# PARAMETER IDENTIFICATION NOTEBOOK

In this notebook we leverage the pretrained surrogate models to identify fabrication uncertainties in MEMS accelerometers. We start from noisy signals. The noise is an additive white noise, manually added to the data to emulate experimental data. 

##### Importing necessary libraries

In [11]:
# Standard library imports
import sys

# Third-party library imports
import numpy as np
import pandas as pd
import matplotlib.pyplot as plt
from scipy.stats import gaussian_kde

# CUQI library imports
import cuqi
from cuqi.model import Model
from cuqi.distribution import Gaussian, Uniform, JointDistribution
from cuqi.sampler import MH, NUTS
from cuqi.geometry import Continuous1D, Discrete

# Local module imports
sys.path.append('../../src/SurrogateModeling')
sys.path.append('../../src/InverseProblems')
sys.path.append('../../src/utils')
from utils import * 


#### Decide sample to use for experimental data

In [12]:
sample = 10 # Which sample of the training set do wou want to take as experimental input?
OUTPUT_FILENAME = "./samples/sample_"+str(sample)

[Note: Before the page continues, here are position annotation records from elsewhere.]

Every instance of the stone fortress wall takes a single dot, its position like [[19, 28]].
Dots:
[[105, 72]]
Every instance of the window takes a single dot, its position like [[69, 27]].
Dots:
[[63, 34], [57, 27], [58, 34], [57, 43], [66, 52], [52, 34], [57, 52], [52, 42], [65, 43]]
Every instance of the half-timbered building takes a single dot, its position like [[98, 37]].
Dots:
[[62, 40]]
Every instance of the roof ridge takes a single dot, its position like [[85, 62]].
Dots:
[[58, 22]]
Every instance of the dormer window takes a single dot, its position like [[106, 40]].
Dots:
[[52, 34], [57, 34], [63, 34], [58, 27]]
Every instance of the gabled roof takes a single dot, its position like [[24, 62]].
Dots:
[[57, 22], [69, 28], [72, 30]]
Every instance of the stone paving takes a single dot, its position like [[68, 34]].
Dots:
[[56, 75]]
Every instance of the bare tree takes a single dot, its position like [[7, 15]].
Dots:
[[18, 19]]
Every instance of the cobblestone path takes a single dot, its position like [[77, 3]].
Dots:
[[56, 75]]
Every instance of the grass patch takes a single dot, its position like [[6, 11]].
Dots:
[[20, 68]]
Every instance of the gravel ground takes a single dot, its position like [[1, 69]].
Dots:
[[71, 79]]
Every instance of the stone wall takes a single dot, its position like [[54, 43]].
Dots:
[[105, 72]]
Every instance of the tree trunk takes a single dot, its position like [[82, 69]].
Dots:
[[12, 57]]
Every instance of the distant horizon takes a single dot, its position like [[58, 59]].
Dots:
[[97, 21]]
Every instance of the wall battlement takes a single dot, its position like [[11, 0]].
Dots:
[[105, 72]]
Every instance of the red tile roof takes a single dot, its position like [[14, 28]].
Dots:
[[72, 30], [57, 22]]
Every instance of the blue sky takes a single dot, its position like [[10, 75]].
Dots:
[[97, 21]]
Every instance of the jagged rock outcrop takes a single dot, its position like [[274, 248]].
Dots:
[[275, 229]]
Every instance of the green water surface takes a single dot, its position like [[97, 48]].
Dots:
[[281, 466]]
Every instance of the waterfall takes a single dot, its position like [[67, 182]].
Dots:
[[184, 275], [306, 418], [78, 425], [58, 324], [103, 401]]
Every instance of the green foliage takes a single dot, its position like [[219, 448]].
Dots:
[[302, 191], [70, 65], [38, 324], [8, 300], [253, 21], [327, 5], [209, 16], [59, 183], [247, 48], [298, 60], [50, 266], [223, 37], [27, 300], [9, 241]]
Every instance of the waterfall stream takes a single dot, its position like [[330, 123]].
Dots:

#### Set Bayesian Identification Parameters

In [13]:
# Surrogate Model Configurations
CONFIGURATION_I = './config_I.json'
CONFIGURATION_II = './config_II.json'

# Markov Chain Monte Carlo (MCMC) Configuration
MCMC_SETTINGS = {
    'parameter_start_points': [
        np.array([0.3, 0.0, 30.0]),
        np.array([0.4, 0.25, 30.0]),
        np.array([0.2, 0.25, 30.0]),
        np.array([0.4, -0.25, 30.0]),
        np.array([0.2, -0.25, 30.0])
    ],
    'bounds': ([0.1, -0.5, 29.0], [0.5, 0.5, 31.0]),
    'N': int(6e3),   # Total number of samples
    'Nb': int(1e3),  # Number of burn-in samples
    'Nt': 5,         # Number of chains
}

# Noise Configuration
NOISE_PARAMS = {
    'noise_factor': 1e-6 * 1000,
    'B': np.sqrt(200),
    'S': 5,
}

noise = (NOISE_PARAMS['noise_factor']*NOISE_PARAMS['B']*NOISE_PARAMS['S'])**2


#### Load Surrogate Models

In [14]:
# Data preprocessing for both configurations
data_processor_I = preprocessing(CONFIGURATION_I)
data_processor_II = preprocessing(CONFIGURATION_II)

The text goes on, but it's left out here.